The eight weeks that the loan applies to also leaves many restaurants wondering if they will just have to close again and lay off workers if demand from diners isn’t there, she said.
“When we open again, which is TBD, [we have] to keep 90% of those people employed or this turns into debt,” Pomeroy said. “It's scary, because you don't really know if we're only going to be 50% as busy. We have to keep 90% of our staff. … The top-line profitability is 10% of a restaurant, [and] just went into the red. … Just using this program could actually cause problems for some people if we can’t figure out the timing of it.”
Mixed attitudes about the future
While every operator is counting down the days until they can reopen, a lot still needs to be done before they can go back to normal operating procedures. For Agave Uptown to fully reopen, it would first need to get approval from the health department and then gauge the level of business. Before the pandemic, it was a high-traffic lunch spot for corporate businesses Monday through Friday and popular for dinner, especially among consumers coming from San Francisco and the East Bay picking up food to take home, Diaz said.
Pretty much everyone on the restaurant’s roster is rehirable, and the company has a good crew that is loyal to the restaurant, Diaz said.
“Hopefully they haven’t found other jobs because they have to work, but if that’s the case, we have to rehire people and we don’t know if that same workforce is going to be there or not,” he said.

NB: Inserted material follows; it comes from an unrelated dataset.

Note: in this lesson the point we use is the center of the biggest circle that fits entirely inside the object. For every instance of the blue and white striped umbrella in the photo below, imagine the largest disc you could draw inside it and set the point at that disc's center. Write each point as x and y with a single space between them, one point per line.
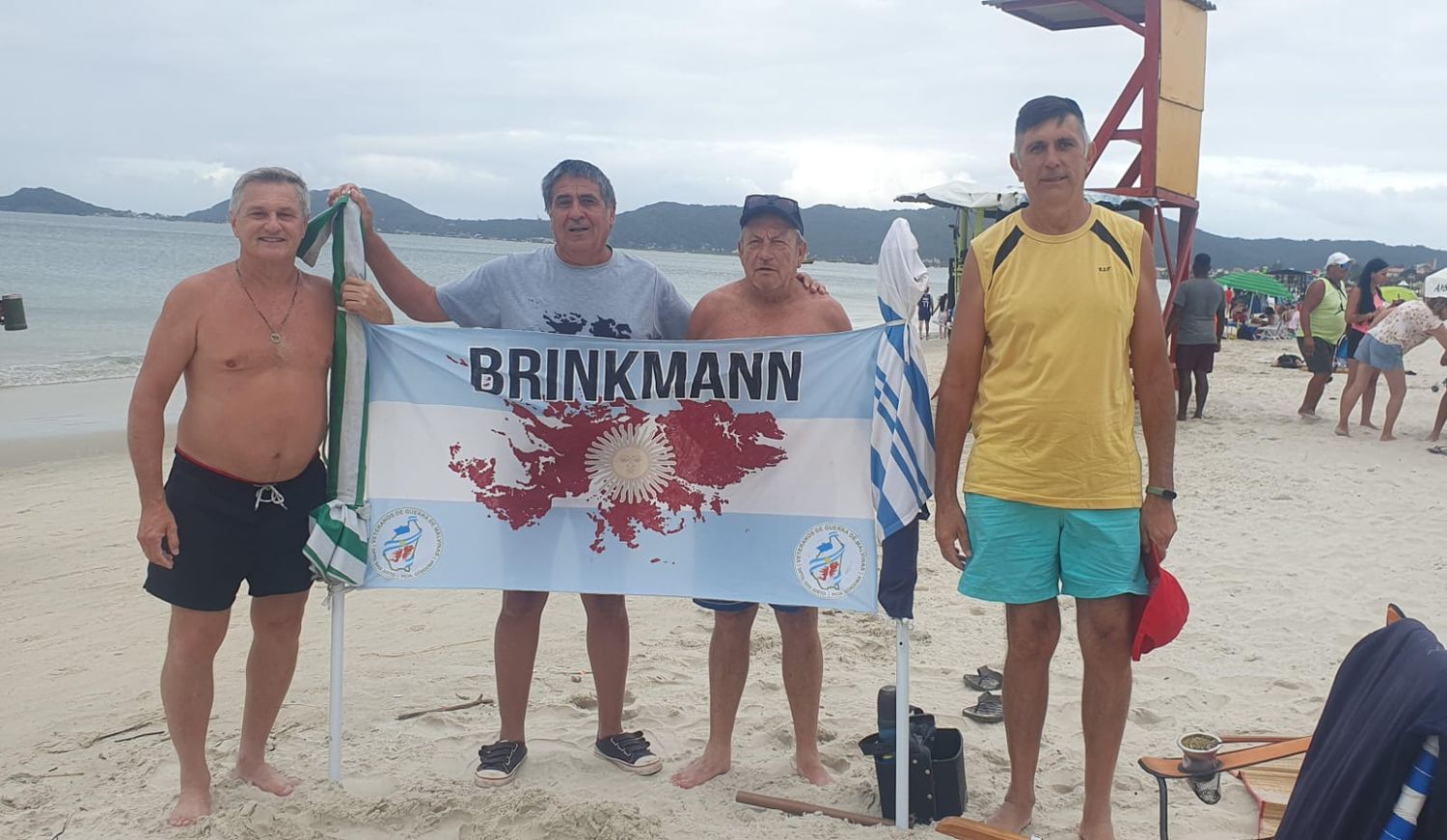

Miller of Chicken Shack remains optimistic about the future of his restaurants.
“I think when this is all said and done, and the virus calms down and people are back out, the restaurants are going to be busier than they were before,” Miller said, adding that business has already seen a shift as people get tired of cooking at home and are ordering out more.
“They’re ordering a lot out and getting food for delivery,” he said. “I think those third-party delivery services are really essential right now.”
Full-service operators don’t necessarily hold the same optimism and are doing what they can to support their fellow restaurateurs.
“I hope that we do get to reopen and hire everyone back. Although the truth is I don’t even know when that’s going to happen,” Wade said. “I think restaurants as they were will be shut down for quite some time.”
With that prospect, Wade said even restaurants that have closed down should try and sell something, even if that means a head chef selling a meal kit. She has offered to support other female entrepreneurs and would pay her staff to help set up third-party delivery for other chefs and owners to get their food to consumers.
“I wanted Homeroom to be a hub for other businesses that wanted to continue to have food distributed via delivery … and be a hub for any business that couldn’t afford to keep their doors open,” she said.
For Pomeroy, supporting restaurant workers and fellow owners and operators means becoming more politically active, and the Independent Restaurant Coalition is already pressuring Congress to provide more aid to restaurateurs and their employees.
“What’s happening is we’ve got a bunch of people who are used to working 16 hours a day at work, [who] are all unemployed now,” she said. “So we’re going to be shaking things up a bit. I can guarantee you we are an active community, a vocal community and are really passionate about our work.”